For instance, initial attempts to communicate in China’s tonal language “did not go over well” and required a more practical approach.
With help from others staying at a hostel, they created a flash card with the Chinese words “I eat the vegetable food” for Troyer to present when they stopped to eat.
Troyer said that as an English as a Second Language teacher, this kind of humbling experience “helps you have empathy for the students.”
And just as traveling has helped their teaching, teaching abroad has been a boon to their travels.
Whereas many travelers get a sense of seeing the sights but merely skimming the culture, as teachers “you get invited to people’s homes and to (local) festivals,” Alvarado said.
With a familiarity of culture established through friendships, they find themselves more able to take in the unfamiliar world around them. This can happen even during 20-hour rides through Inner Mongolia on trains in which everyone seems to be smoking, no one’s worried about seat assignments, and it’s possible to wake up in the morning to find someone sleeping underneath the table you’re seated at.
Like the time a lower-tract problem prompted nature to call on Alvarado repeatedly during a scheduled six-hour hike in Nepal, this kind of adaptability requires a can-do attitude and a positive one — the attitude they hope to instill in their boys.
“And having the kids travel with them opens up door after door,” Alvarado added. “We’re kind of trusted right off the bat, so we get to have some interesting experiences.”
Some came at the Great Wall, where their two blond-haired boys became an attraction to Chinese travelers and young Max wondered whether the Chinese market for pictures with American children might earn the boys a few yuan.
Although Alvarado will be teaching the boys Ohio curriculum during their time in Colombia, the use of the term “away schooling” somehow seems more appropriate than “home schooling.”
Troyer’s assignment will require her to travel about one week a month in Colombia, “and we’re going to tag along,” Alvarado said.
An experiential learner himself, he plans to make sure the boys have educational experiences.
They’re also planning a trip to the Amazon in Brazil, where Max wants to try fishing.
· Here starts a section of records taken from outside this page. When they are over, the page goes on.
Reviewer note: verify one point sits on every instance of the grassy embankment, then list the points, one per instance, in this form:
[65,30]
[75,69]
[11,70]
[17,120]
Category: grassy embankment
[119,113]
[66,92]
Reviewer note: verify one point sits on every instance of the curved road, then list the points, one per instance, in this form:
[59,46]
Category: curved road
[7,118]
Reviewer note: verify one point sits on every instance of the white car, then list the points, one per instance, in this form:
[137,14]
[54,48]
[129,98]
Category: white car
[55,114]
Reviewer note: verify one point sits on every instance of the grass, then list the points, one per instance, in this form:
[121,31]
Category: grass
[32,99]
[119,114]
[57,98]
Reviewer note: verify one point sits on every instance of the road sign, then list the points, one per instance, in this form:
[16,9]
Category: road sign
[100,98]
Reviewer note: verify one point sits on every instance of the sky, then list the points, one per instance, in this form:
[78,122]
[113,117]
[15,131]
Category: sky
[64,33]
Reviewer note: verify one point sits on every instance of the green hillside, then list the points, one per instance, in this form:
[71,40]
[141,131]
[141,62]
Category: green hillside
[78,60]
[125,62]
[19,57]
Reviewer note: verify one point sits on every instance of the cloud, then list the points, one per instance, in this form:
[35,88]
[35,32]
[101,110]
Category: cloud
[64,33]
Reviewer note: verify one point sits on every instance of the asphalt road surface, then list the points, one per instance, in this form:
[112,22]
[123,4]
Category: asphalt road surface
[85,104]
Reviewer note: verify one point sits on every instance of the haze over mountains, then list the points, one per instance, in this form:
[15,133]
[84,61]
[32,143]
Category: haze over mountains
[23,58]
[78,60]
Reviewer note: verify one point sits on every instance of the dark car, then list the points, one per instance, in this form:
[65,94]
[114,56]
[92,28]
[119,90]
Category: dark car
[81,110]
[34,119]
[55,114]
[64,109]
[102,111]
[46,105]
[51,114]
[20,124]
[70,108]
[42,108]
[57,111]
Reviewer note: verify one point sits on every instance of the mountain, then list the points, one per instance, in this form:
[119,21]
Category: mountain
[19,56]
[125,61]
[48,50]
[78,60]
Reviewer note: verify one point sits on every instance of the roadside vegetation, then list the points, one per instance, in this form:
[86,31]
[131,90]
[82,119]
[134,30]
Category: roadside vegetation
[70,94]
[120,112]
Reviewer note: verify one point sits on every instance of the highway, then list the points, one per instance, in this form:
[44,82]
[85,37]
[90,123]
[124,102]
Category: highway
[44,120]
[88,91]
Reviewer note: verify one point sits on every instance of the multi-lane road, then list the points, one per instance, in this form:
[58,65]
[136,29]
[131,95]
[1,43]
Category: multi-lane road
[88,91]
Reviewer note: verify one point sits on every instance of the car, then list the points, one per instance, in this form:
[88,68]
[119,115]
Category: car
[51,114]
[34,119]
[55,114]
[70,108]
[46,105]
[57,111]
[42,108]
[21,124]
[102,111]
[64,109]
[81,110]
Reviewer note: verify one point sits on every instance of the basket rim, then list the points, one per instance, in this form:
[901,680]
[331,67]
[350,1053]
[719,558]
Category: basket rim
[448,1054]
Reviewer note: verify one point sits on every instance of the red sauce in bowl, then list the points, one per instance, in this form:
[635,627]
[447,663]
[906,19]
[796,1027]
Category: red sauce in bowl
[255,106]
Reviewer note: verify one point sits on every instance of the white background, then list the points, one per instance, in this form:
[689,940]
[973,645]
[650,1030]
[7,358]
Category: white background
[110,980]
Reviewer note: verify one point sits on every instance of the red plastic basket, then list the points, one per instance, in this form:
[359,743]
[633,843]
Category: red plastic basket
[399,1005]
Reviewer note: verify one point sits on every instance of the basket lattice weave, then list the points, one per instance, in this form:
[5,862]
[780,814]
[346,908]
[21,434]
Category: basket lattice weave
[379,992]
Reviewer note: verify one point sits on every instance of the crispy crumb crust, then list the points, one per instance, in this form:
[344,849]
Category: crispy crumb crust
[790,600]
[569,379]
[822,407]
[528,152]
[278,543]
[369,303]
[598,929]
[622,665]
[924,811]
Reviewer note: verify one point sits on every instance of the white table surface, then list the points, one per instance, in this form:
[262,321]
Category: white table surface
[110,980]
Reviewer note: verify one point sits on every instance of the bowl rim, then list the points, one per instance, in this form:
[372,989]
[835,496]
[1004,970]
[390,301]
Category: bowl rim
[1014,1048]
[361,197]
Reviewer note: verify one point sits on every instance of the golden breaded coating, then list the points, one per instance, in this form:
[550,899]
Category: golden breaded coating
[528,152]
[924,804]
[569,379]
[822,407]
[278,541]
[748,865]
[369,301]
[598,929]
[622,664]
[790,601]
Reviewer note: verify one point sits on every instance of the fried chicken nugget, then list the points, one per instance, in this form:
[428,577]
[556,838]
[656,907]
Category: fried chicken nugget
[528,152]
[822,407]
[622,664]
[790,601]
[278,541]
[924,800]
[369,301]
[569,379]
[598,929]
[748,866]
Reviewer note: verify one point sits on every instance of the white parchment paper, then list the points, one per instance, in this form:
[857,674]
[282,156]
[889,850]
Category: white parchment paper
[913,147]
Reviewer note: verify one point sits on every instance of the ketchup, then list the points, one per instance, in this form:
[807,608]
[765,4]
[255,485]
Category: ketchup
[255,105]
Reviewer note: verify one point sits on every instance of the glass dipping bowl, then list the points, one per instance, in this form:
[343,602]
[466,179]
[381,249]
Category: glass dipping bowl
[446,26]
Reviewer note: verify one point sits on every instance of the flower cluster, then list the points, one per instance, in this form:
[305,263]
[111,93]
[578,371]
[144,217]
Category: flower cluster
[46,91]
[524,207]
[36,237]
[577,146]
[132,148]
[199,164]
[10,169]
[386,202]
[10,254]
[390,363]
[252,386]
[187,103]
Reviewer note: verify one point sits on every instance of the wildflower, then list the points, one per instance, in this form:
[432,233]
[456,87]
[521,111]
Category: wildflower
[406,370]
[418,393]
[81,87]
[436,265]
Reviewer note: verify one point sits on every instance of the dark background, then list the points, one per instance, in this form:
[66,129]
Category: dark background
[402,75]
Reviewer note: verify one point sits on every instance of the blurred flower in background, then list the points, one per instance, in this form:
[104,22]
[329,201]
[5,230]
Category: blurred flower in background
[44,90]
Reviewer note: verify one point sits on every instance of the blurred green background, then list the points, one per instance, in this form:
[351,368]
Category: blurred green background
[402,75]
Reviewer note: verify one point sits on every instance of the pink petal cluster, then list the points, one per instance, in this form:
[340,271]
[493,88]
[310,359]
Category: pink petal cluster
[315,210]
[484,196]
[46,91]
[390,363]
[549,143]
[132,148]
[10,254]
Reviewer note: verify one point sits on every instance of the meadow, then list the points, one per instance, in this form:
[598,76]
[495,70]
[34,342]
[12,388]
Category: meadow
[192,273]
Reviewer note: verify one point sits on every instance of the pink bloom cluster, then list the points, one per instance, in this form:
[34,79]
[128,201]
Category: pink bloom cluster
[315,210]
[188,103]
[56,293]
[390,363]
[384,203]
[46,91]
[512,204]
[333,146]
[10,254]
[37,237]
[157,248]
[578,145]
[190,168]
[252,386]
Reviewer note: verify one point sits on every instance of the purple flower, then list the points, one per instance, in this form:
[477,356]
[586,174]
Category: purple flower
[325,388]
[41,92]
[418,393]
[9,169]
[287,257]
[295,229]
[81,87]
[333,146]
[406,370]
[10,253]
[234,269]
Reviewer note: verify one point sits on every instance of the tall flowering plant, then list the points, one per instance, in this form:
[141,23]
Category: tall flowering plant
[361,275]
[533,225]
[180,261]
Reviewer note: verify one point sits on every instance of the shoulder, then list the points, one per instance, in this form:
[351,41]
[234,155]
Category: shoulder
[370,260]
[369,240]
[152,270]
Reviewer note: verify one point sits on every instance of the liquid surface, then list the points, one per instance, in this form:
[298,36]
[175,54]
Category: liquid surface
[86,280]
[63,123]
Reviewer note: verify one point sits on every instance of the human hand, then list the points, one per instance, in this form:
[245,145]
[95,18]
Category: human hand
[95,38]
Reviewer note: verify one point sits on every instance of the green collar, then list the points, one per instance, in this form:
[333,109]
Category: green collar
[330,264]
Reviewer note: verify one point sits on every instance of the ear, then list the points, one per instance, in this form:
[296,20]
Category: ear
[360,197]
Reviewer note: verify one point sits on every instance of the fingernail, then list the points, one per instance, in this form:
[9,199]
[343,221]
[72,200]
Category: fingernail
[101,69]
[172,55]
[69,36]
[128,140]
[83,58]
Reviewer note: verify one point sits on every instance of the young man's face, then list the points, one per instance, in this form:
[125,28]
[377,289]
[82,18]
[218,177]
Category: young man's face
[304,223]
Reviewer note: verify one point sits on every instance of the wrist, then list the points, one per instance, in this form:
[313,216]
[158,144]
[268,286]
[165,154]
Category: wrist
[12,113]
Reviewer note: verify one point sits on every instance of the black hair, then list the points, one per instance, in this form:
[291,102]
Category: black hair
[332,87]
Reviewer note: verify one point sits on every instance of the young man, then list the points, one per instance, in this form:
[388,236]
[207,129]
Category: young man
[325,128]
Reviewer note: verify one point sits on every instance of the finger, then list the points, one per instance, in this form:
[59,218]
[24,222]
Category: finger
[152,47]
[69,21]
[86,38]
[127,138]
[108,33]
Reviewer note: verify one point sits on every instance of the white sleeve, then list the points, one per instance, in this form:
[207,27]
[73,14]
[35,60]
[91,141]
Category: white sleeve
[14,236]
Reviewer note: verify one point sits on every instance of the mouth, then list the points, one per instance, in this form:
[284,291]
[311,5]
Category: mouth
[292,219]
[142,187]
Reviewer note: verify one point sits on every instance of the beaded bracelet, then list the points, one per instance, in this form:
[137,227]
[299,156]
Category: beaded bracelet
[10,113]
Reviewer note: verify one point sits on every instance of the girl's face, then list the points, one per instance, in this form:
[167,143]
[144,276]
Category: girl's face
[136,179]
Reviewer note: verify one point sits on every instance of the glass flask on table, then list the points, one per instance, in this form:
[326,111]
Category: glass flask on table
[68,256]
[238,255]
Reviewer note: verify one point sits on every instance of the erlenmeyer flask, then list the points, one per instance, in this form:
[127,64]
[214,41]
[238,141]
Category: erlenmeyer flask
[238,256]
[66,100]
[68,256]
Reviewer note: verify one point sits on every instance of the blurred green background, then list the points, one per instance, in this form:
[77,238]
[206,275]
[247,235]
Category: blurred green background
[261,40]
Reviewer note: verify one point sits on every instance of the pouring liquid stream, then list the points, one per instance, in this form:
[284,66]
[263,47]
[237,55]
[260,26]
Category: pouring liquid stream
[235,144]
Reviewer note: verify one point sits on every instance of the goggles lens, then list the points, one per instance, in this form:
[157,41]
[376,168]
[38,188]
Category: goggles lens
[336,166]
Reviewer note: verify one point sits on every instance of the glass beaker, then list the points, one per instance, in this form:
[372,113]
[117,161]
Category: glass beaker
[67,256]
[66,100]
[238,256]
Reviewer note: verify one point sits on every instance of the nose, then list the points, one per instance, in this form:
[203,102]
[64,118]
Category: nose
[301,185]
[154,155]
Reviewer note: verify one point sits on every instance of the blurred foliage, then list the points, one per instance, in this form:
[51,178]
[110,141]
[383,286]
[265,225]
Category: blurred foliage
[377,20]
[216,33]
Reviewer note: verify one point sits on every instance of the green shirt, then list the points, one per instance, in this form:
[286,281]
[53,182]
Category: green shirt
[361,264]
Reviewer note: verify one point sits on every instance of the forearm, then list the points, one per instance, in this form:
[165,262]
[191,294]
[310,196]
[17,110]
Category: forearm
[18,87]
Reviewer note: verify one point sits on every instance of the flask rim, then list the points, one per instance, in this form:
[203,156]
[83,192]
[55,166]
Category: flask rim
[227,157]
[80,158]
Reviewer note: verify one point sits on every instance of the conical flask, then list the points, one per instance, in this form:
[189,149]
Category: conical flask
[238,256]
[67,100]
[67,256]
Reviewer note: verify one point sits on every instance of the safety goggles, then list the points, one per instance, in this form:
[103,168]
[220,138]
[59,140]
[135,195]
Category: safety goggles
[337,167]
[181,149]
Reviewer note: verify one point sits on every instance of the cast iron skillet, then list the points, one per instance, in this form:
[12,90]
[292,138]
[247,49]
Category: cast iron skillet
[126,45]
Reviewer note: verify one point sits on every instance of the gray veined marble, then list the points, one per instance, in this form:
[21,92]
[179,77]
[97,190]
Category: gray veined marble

The Inca ruins at Machu Picchu in Peru will be part of the itinerary, just as a visit to the orangutans and a three-day boat trip in Borneo were part of the visit to Indonesia.
Alvarado plans to connect with more common Colombians by volunteering his English as a Second Language skills in the public schools of a country in which most people of means send their children to private schools.
The move to one salary for a year will require certain sacrifices, although “assess and adapt” is by now as deeply ingrained in the Alvarado-Troyer Traveling Troupe as it is in most military units that travel the world.
More than that, what sacrifices there are seem worth it for lives they believe are greatly enriched by both the experiences in other cultures and what they’re required to do to make it work.
“It’s a passion, it’s an art, it’s creative — it feeds all those needs,” Troyer said.
Alas, though, while seated at their welcoming table, they found themselves faced with an adventure-less Bilbo who asked them how it’s possible to feel grounded in a life of such wanderings.
Rootedness “is not about place,” Troyer said. “It’s about a connection with people.”
The people they’ve connected with are those that they have met in travels or travelers they’ve met in their everyday life — people seemingly scattered but still connected in a deep way.
Alvarado put it another way.
“All of us travel in a circle of like-minded people, and you’re always in that circle wherever you go.”
Then it struck me: Their circle is the globe.
And this adventure-less Bilbo says: More power to them.